Albertsons has named Jim Donald, its current president and COO, to the roles of president and CEO, effective immediately. Alongside Donald’s new position, the company announced that its Robert Miller, its chairman and CEO, would continue as chairman of the board.

Miller’s 57-year retail career that started when he was in high school at his neighborhood supermarket. He eventually worked his way up to the role of executive vice president of operations for Albertsons. He left the company in 1991, serving as CEO of Fred Meyer, COO and vice chairman of Kroger and CEO of Rite Aid, all before returning to Albertsons in 2006 as CEO.
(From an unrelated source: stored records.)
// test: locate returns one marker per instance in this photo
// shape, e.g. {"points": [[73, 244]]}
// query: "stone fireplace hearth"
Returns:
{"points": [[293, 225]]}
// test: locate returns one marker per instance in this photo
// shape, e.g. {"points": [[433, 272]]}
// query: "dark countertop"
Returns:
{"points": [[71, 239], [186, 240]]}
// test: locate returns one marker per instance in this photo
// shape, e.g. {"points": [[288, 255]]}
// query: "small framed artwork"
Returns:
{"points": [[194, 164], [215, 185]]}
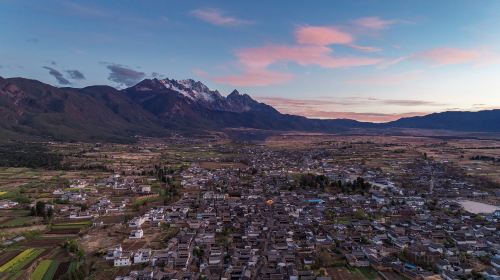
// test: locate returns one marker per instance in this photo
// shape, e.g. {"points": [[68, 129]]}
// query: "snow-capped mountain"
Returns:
{"points": [[191, 93]]}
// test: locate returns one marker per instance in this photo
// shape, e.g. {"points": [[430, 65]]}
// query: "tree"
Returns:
{"points": [[40, 208], [50, 212]]}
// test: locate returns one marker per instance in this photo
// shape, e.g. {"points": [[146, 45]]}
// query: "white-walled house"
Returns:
{"points": [[136, 234]]}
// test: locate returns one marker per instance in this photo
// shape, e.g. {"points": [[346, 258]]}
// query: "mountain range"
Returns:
{"points": [[32, 110]]}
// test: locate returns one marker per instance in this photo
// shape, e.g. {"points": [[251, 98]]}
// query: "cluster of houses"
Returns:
{"points": [[259, 228]]}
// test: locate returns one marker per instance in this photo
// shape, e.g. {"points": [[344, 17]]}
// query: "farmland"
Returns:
{"points": [[23, 259], [41, 269]]}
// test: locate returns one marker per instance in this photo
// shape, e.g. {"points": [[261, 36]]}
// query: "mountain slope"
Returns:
{"points": [[32, 110], [482, 121], [99, 113]]}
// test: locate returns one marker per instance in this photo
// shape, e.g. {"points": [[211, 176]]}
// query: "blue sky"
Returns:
{"points": [[368, 60]]}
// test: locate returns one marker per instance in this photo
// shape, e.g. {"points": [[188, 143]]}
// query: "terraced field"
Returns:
{"points": [[14, 266]]}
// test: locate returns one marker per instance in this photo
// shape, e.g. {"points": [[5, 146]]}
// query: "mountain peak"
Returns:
{"points": [[234, 93], [193, 90]]}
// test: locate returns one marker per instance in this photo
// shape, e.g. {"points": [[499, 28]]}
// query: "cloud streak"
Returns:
{"points": [[58, 75], [217, 17], [374, 23], [75, 74], [322, 36], [123, 75], [334, 108], [312, 48]]}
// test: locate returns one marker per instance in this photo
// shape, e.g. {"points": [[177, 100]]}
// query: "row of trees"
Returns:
{"points": [[42, 210], [323, 183]]}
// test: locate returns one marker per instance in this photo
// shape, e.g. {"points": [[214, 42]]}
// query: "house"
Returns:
{"points": [[142, 256], [136, 234], [114, 253], [123, 260], [136, 222]]}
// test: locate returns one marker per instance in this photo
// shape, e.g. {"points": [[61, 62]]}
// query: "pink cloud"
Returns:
{"points": [[256, 77], [321, 36], [322, 109], [255, 63], [217, 17], [365, 48], [375, 23], [262, 57], [447, 56]]}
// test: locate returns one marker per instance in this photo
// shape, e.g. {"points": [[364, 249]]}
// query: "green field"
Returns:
{"points": [[41, 269], [77, 225], [49, 274], [17, 222], [18, 262]]}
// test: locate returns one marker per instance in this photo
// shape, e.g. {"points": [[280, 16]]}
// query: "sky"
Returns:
{"points": [[365, 60]]}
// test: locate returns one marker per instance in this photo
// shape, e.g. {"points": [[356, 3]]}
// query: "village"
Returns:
{"points": [[333, 209]]}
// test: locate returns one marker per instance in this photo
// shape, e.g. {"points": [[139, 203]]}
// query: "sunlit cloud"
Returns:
{"points": [[312, 48], [217, 17], [255, 77], [322, 36], [375, 23], [328, 108], [123, 75], [450, 56], [57, 75]]}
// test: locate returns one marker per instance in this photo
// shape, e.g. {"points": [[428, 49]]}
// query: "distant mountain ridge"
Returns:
{"points": [[30, 109]]}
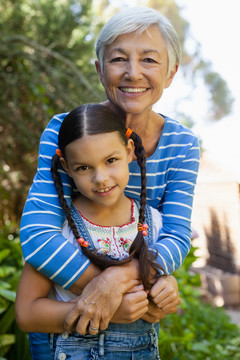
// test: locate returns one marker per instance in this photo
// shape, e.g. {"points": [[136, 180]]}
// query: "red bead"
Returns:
{"points": [[80, 241]]}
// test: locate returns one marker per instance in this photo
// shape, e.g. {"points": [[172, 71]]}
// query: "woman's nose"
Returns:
{"points": [[133, 70]]}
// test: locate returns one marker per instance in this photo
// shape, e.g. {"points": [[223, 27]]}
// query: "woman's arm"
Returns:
{"points": [[42, 242], [174, 240]]}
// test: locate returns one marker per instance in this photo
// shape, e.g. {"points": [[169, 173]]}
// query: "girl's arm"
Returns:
{"points": [[33, 310]]}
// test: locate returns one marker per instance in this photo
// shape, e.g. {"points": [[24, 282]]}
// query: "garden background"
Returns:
{"points": [[47, 67]]}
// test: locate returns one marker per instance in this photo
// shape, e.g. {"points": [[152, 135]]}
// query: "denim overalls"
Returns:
{"points": [[135, 341]]}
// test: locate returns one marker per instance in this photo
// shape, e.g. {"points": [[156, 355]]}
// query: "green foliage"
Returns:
{"points": [[198, 331], [46, 67], [13, 343]]}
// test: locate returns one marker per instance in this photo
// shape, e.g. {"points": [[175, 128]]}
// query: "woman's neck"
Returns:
{"points": [[148, 125]]}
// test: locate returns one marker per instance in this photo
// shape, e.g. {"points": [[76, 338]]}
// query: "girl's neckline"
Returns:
{"points": [[133, 219]]}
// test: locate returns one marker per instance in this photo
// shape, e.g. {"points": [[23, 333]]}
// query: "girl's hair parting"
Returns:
{"points": [[92, 119]]}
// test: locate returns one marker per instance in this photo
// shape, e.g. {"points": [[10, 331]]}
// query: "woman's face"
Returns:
{"points": [[135, 68]]}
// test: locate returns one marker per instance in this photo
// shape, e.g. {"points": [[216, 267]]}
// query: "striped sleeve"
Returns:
{"points": [[171, 178], [43, 245], [174, 240]]}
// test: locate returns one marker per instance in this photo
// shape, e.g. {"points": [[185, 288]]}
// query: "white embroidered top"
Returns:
{"points": [[112, 240]]}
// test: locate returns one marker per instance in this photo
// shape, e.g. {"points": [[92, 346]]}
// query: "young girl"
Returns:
{"points": [[109, 228]]}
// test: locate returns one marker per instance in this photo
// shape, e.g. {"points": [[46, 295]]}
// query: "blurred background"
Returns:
{"points": [[47, 67]]}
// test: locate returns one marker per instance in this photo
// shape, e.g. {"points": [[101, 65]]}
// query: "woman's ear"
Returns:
{"points": [[171, 76], [130, 150], [65, 166], [99, 71]]}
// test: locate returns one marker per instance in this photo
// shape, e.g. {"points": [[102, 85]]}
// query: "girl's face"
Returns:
{"points": [[98, 165], [136, 70]]}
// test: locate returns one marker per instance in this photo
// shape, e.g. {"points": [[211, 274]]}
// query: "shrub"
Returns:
{"points": [[13, 343], [198, 331]]}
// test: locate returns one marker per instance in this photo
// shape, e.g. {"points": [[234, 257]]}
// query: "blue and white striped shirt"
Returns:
{"points": [[171, 178]]}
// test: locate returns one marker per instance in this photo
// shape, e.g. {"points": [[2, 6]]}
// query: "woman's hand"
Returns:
{"points": [[133, 306], [101, 298], [153, 314], [164, 293]]}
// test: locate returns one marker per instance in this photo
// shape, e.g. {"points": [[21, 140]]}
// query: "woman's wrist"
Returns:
{"points": [[124, 276]]}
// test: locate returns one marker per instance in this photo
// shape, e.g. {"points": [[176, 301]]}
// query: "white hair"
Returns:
{"points": [[139, 19]]}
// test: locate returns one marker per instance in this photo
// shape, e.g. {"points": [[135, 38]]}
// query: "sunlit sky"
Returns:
{"points": [[215, 25]]}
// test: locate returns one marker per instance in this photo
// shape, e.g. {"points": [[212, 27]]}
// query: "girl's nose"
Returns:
{"points": [[100, 176]]}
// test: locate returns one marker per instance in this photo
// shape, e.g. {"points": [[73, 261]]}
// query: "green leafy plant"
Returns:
{"points": [[198, 331], [13, 343]]}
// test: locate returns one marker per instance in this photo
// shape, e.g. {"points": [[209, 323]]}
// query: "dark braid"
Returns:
{"points": [[141, 160], [94, 119], [58, 184], [139, 248]]}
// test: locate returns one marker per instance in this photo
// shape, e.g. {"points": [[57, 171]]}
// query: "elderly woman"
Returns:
{"points": [[138, 56]]}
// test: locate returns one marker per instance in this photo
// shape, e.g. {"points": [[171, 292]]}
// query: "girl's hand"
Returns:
{"points": [[164, 293], [101, 298]]}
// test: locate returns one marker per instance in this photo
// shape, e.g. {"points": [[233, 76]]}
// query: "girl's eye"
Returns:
{"points": [[82, 168], [111, 160], [150, 60], [118, 59]]}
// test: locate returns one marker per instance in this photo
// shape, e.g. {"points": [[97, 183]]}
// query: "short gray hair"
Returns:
{"points": [[139, 19]]}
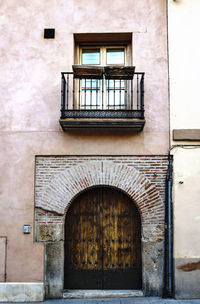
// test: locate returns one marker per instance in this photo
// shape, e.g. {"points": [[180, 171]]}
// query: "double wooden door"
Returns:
{"points": [[103, 241]]}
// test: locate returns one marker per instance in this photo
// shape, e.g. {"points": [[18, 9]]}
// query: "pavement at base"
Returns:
{"points": [[143, 300]]}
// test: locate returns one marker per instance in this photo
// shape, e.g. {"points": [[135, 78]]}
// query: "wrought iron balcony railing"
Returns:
{"points": [[97, 97]]}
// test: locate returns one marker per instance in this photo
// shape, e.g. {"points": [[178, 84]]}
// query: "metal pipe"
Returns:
{"points": [[168, 291]]}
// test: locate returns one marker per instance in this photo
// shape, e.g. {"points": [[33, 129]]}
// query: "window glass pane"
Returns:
{"points": [[90, 56], [115, 56]]}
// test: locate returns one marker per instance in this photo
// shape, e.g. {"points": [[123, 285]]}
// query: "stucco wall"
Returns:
{"points": [[30, 101], [184, 49]]}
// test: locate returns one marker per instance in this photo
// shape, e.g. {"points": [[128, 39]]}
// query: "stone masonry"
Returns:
{"points": [[59, 179]]}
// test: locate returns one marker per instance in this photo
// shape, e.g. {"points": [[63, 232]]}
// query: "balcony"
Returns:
{"points": [[102, 97]]}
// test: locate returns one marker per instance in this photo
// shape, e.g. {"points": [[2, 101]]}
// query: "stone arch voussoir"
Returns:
{"points": [[59, 193]]}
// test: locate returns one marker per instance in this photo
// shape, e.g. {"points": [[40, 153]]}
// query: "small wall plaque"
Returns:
{"points": [[49, 33], [27, 229]]}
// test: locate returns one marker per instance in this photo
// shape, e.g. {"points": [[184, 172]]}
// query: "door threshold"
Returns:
{"points": [[97, 293]]}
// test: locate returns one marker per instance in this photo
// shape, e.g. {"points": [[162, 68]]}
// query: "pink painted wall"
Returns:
{"points": [[30, 101]]}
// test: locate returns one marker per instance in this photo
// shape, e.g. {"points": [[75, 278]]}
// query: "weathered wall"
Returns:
{"points": [[59, 179], [30, 101], [184, 49]]}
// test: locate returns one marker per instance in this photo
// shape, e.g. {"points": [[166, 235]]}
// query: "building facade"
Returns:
{"points": [[83, 192], [184, 117]]}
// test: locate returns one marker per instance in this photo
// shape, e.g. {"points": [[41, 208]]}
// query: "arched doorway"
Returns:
{"points": [[103, 241]]}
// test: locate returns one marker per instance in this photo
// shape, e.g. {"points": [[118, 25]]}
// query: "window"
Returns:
{"points": [[93, 94]]}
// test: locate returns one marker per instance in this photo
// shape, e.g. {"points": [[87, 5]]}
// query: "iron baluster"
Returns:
{"points": [[79, 93], [85, 92], [102, 92], [108, 93], [137, 92], [132, 94], [63, 88], [142, 95], [114, 94], [73, 92]]}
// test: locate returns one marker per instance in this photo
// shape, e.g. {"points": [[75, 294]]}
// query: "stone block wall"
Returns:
{"points": [[59, 179]]}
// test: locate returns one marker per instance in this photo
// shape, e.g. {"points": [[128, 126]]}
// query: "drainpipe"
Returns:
{"points": [[168, 291]]}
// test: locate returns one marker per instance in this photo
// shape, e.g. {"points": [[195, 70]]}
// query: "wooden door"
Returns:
{"points": [[103, 241]]}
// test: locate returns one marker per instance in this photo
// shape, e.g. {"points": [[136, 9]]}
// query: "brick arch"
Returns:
{"points": [[59, 193]]}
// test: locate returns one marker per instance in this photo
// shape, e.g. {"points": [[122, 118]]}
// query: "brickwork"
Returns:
{"points": [[61, 178]]}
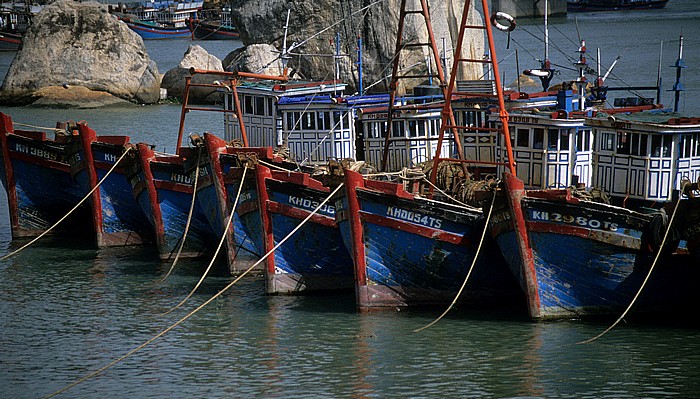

“Jim is an exceptional retailer. In the seven months since he joined Albertsons Companies, he’s flown tens of thousands of miles and met personally with thousands of employees in hundreds of our stores, distribution centers, manufacturing plants, and offices around the country,” Miller said. “His expertise in listening to front-line employees and customers, facilitating employee engagement and generating sales is unmatched, and there is no better leader for Albertsons Companies at this state in our evolution.”

Donald began his career at Publix. He joined Albertsons in 1976, eventually being named vice president of operations in Arizona. Sam Walton recruited him to develop Walmart’s grocery business and Superstore concept in 1991. He joined Safeway in 1994 to become senior vice president of its 130-store Eastern region. From 1996 to 2002, he was CEO of Pathmark, after which he became CEO of Starbucks. Before joining Albertsons in March 2018 as president and COO, Donald was CEO at Haggen, then Extended Stay America, where he led its $565 million initial public offering.

“Albertsons Companies is uniquely positioned to operate in both a ‘four walls’ traditional environment and the ‘no walls’ world of technology,” Donald said. “We serve 34 million customers each week across our 2,300-plus stores and serve 5.5 million patients in our 1,700-plus pharmacies. That’s a significant food, health, and wellness footprint. We’re well positioned to serve the evolving needs of today’s customer, wherever and whenever they choose to shop with us. I am looking forward to leading this dynamic company as we focus on innovation and customer-centric retailing in all its forms.”